The cleverness starts as soon as you slide the triple saloon doors and discover they open both ways, allowing the aft saloon settee backrest to flip, giving sheltered seating looking out over the cockpit. The forward settee on the other side of the dinette table pulls an even cleverer trick, somersaulting through 90° to give raised forward-facing seating next to the helm and beneath the optional glass sliding roof developed with Webasto.
On the lower deck, two cabins give sleeping for four, and just to prove that the smart thinking runs throughout, the central double in the forward cabin has a lateral removable section so you can shorten the bed to create more floor space during the day.
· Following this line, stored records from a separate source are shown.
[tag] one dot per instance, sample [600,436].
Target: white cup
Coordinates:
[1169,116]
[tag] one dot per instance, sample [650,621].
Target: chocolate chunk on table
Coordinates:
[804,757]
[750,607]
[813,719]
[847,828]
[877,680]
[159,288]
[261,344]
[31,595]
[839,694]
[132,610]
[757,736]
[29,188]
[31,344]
Asymmetric side decks mean a wider (and deeper) deck to port, accessed directly from the helm via a sliding door. In the cockpit, the entire rear seat slides on tracks, allowing you to choose between greater cockpit space or a larger swim platform.
A Volvo Penta D4-260 was the only diesel option at launch. When we tested it we achieved 27 knots, which should allow for a relaxed 20 knots at 3,000rpm at a relatively parsimonious 34lph.
The ability to plane right down to the low teens allows the NC9 to punch through big seas at lower speeds. With a single outdrive it turns quickly and predictably too.
LOA: 30ft 11in (9.4m)
Beam: 10ft 4in (3.1m)
Draught: 2ft 11in (0.9m)
Displacement: 4.8 tonnes
Fuel capacity: 300 litres
Engine: Volvo Penta D4 260 260hp diesel
Contact: Salterns Brokerage
If this boat looks a little familiar, it’s because the Jersey 30 started life as the Arvor Guernsey 28 before the moulds were taken over by Fibre Classics and more recently Landamores, who built Oyster yachts for many years. Over that time it’s been refined from a simple sportsfishing boat into the rather smart deck saloon craft seen here.
Two central doors in the aft bulkhead double fold flat against the sides to completely link cockpit and cabin when the weather is good, or shut out the cold in the winter to allow the central heating to do its stuff.
An L-shaped seating area in the nicely trimmed saloon faces a galley concealed in the sideboard behind the helm seat, while on the lower deck an open-plan arrangement has two double berths plus a separate heads with an electric sea toilet and shower.
The exterior profile is wonderfully classic without ever looking old fashioned or twee. Glossy maroon topsides segue into convex tumblehomes aft and a teak grated bathing platform. Above the stainless steel rubbing strip, the superstructure is well proportioned with practical features like wide side decks, solid grab rails and chunky cleats.
This is from the Fibre Classics era so isn’t as lavishly equipped or fitted out as the Landamores version but it still looks the part.
The Jersey 30 was offered with a range of engines spanning 80hp to 250hp, giving a potter-friendly 8 knots with the smallest motor through to a very respectable 20 knots offshore.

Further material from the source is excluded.